String Quartet No. 2
The Lindsays
The University of Manchester, 5 February 1994
Piano Trio
Florestan Piano Trio
Brighton Festival, 6 May 2002
Misted Land
Nash Ensemble, Richard Hosford (clarinet)
Wigmore Hall, 20 September 2017
Stolen Airs
Philip Higham (cello), Alasdair Beatson (piano
Durham University Music School, 24 November 2015
John Casken’s period at Manchester was the final part of a long career in higher education. As a student at Birmingham University between 1967 and 1971 where he did his undergraduate degree and a year’s postgraduate study, he studied Composition with John Joubert, benefited from the teaching and guidance of Nigel Fortune, and as a postgraduate discovered through Peter Dickinson a wealth of contemporary and avant-garde music, in particular that of Messiaen and Lutosławski. Thanks to this encouragement, he applied for a Polish Government Scholarship and went on to spend time in Warsaw studying with Andrzej Dobrowolski at the Academy of Music. While in Poland he formed a long association and close friendship with Witold Lutosławski.

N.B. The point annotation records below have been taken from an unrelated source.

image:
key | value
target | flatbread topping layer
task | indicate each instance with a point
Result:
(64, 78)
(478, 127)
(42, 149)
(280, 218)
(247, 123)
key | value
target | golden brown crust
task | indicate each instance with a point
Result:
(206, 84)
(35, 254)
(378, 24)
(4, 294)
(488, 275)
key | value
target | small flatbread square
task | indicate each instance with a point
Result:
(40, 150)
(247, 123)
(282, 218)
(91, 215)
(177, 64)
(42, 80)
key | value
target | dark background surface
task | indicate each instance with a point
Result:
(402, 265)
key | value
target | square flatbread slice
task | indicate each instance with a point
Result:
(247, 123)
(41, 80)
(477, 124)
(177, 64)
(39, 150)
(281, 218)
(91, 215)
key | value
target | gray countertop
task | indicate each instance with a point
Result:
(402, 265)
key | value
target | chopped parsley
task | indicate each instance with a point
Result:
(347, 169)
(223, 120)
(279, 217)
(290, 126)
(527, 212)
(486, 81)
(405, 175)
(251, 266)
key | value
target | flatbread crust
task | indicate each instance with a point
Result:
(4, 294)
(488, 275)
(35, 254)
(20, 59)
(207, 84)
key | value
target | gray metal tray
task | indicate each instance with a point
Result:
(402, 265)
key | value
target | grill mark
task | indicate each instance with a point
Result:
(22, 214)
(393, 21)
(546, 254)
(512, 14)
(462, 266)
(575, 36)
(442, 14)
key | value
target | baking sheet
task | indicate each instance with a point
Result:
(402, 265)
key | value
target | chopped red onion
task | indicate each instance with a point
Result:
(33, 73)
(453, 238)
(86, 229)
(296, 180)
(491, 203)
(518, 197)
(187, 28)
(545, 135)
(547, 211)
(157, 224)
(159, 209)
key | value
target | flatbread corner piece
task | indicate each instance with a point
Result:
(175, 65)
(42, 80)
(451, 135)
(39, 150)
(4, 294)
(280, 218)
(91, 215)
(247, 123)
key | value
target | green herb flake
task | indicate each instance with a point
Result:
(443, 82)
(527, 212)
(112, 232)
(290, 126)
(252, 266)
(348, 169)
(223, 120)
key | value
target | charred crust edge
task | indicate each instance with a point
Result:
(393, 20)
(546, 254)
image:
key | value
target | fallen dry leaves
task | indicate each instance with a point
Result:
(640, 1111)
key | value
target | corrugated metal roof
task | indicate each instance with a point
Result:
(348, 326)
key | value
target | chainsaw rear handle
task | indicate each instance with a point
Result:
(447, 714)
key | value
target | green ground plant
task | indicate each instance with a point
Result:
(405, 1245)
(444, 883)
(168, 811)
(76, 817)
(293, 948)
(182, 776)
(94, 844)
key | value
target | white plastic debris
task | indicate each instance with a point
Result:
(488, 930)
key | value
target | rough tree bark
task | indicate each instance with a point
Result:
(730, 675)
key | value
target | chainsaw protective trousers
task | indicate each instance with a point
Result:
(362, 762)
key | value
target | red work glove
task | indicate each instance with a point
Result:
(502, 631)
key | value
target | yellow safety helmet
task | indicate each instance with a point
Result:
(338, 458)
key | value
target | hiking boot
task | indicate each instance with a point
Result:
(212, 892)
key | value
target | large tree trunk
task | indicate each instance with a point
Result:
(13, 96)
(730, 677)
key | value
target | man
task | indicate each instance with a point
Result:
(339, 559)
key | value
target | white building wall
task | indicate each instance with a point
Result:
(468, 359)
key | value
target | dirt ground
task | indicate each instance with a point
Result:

Subsequently, John Casken became a Lecturer at the Universities of Birmingham (1973-1979) and Durham (1981-1992), Research Fellow at Huddersfield Polytechnic (1980-81), and from 1992-2008 was Professor of Music at The University of Manchester, a university with which he retains strong links as Emeritus Professor of Music. In 1987 John Casken was Visiting Composer-In-Residence at the University of Santa Barbara, California and in 1990 was invited by Toru Takemitsu to Tokyo to be a featured composer in his festival Music Today. In 1992 John Casken was on the Residency Program at the Rockefeller Foundation Bellagio Center on Lake Como, Italy.
Having left North-East England in 1992 to join the staff at Manchester, he returned to live in Northumberland in 2005. He plays an active role in the musical community as Music Director of Coquetdale Chamber Choir, an amateur choir with a strong commitment to contemporary music, and as Artistic Director of Wooler Arts Summer Concerts, a role which allows him to organise original and challenging programmes. He also curated and coordinated three concerts from 2012-2014 in the Church of St John, Healey (Riding Mill, Northumberland) to celebrate two award-winning and commemorative windows by Anna Vibeke Mou and James Hugonin. John Casken has been Visiting Fellow in Composition at the University of Aberdeen since September 2018.